Yine Fon bünyesine alınan şirket ve kuruluşların tabii üst düzey yetkililerinin de burada olmaması yani Fon yöneticilerinin burada olmaması da ayrı bir eksikliktir değerlendirme açısından. Söylediğiniz gibi tarafınıza ağustos ya da temmuz ayları mıydı, o tarihlerde teslim edilmiş olmasına ve bize de ekimde bunun gelmiş olması gerekmesine rağmen, bugün bu tarihe kadar ertelenip şimdi görüşüyor olmamız da teknik olarak ayrıca Varlık Fonunun sorgulanması gereken bir yanıdır. Türkiye Varlık Fonunun denetimi, Cumhurbaşkanlığı Devlet Denetleme Kuruluyla hiçbir şekilde ilişkilendirilmeden, kamu bürokrasisinde görev yapan ve anılan yasanın maddesindeki şartları haiz merkezî denetim elemanları tarafından da yerine getirilebilir pekâlâ, neden bunun öyle yapılmadığını da, merak konusu, sormak istiyoruz.

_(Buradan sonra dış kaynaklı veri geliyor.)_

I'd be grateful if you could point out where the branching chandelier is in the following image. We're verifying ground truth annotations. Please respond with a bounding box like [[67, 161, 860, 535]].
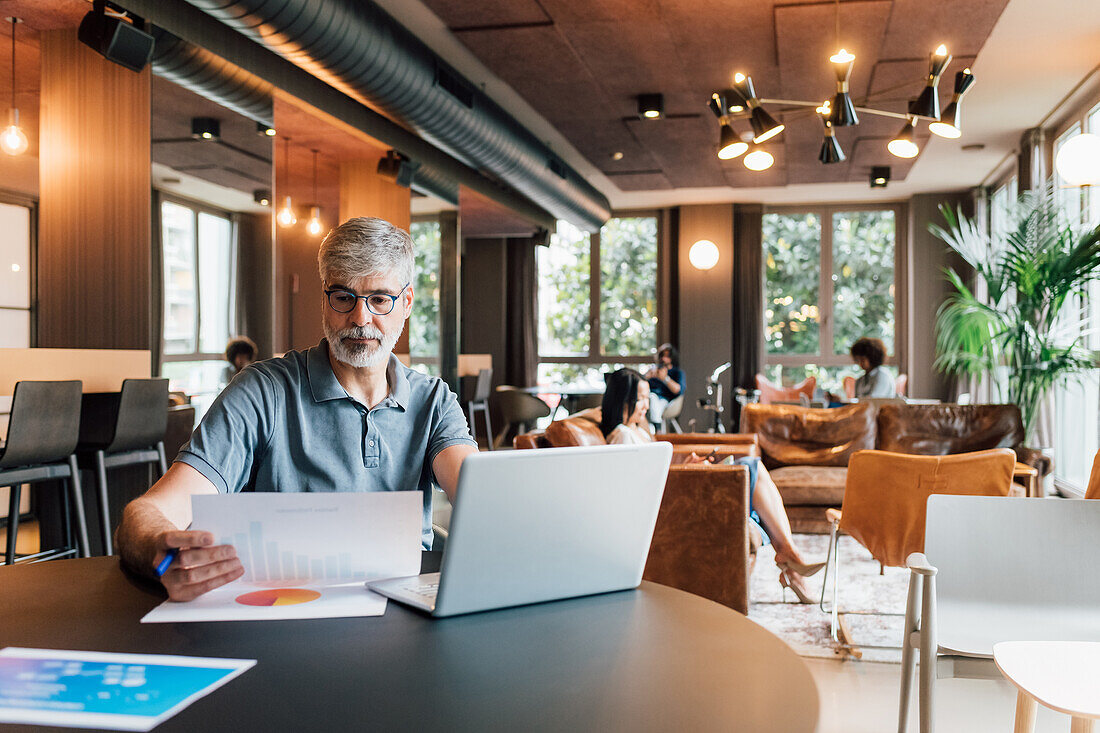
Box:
[[707, 0, 974, 171]]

Şimdi 2017 yılında kurulan Varlık Fonu kuruluşundan sonra -ilginçtir, arkadaşlarımın çoğu da değindi- BOTAŞ, ÇAYKUR, PTT gibi önemli kurumlarımız zarar etmeye başladılar. Bunların rakamlarıyla ilgili de biraz bilgi sahibisiniz ama ben vatandaşlarımız duysun diye tekrar etmek isterim, müsaadenizle. ÇAYKUR'daki zarar 2,6 milyar, Et ve Süt Kurumunda dört yılda 1,2 milyar, BOTAŞ'ta on ayda 62 milyar, EÜAŞ'ta 53 milyar, Ziraat Bankasında ucuz verilen kredilerden 12 milyar, Halkbankasında da 11 milyar TL zarar olarak görülüyor. Şimdi, ben Karadeniz'den geldim, Karadeniz'den seçildim geldim, tabii 1 milyon insanı ilgilendiren bir bölgede -çay üretiminden kasıtla söylüyorum- bu insanların bana sorduğu bir şey var, ben de size onu tevdi ediyorum. Diyorlar ki: "Ya, çayı biz üretiyoruz, çabalıyoruz, üreten biziz, satan biziz, fabrika -ÇAYKUR- zaten bizim paralarımızla oluştu, ÇAYKUR'u neden Varlık Fonuna devrettiniz kardeşim?" diye soruyorlar bana. Çay üreticisi bir defa ÇAYKUR'un Varlık Fonundan çıkartılmasını istiyor. Niye istiyor? Çünkü diyor ki: "Bu ÇAYKUR bu Fona devredildikten sonra sürekli zarar açıklanıyor. Üstelik de ben çalışıyorum, çabalıyorum, benim üretimimdeki çiftçi olarak karşılığım sabit tutulurken, çayın kilogram fiyatı sabit tutulurken, Türkiye'de yüzde 130 zamlar oluyor, yüzde 150 zamlar oluyor ama buna karşılık Varlık Fonu üzerinde güçlendirmeler, çeşitlendirmeler, işte halka geliştireceğiz diye sunduğunuz ve ortaya çıkardığınız şeyde, sadece önümüze zarar diye tablolar koyuyorsunuz." Bu nedenle üreticiler diyorlar ki: "Bizi bu Varlık Fonundan çıkartın, bizim irademizle olmadı bu iş." Bunun dikkate alınması lazım.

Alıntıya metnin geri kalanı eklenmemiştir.